Synergistically remodulating H(+)/Ca(2+) gradients to induce mitochondrial depolarization for enhanced synergistic cancer therapy

The remodulation of H(+)/Ca(2+) gradients in the mitochondria matrix could be effective to induce mitochondria depolarization for the enhancement of cancer therapy. However, it is still challenged by H(+) homeostasis, insufficient Ca(2+), uncoordinated regulations, and inefficient loading/delivery strategies. Herein, a supramolecular DNA nanocomplex (Ca@DNA–MF) was prepared to synergistically remodulate H(+)/Ca(2+) gradients for mitochondrial depolarization.
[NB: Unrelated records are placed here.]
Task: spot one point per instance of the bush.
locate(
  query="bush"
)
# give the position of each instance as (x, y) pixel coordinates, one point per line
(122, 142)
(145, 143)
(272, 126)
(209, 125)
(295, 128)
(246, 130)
Upon targeted functionalization and TME-triggered delivery, multiple reagents were released in cancer cells for synergistic three-channel mitochondrial depolarization: the gene reagent of siMCT4 blocked the LA metabolism to induce mitochondrial acidification by downregulating monocarboxylate transporter 4 (MCT4); released Ca(2+) disrupted Ca(2+) homeostasis to facilitate Ca(2+)-based mitochondrial depolarization; specifically, TME-activated glutathione (GSH) depletion facilitated efficient generation of hydroxyl radicals (˙OH), further enhancing the mitochondrial depolarization. The remodulation not only triggered apoptosis but also led to ferroptosis to generate abundant ROS for efficient LPO-based apoptosis, providing a synergistic strategy for enhanced synergistic cancer therapy.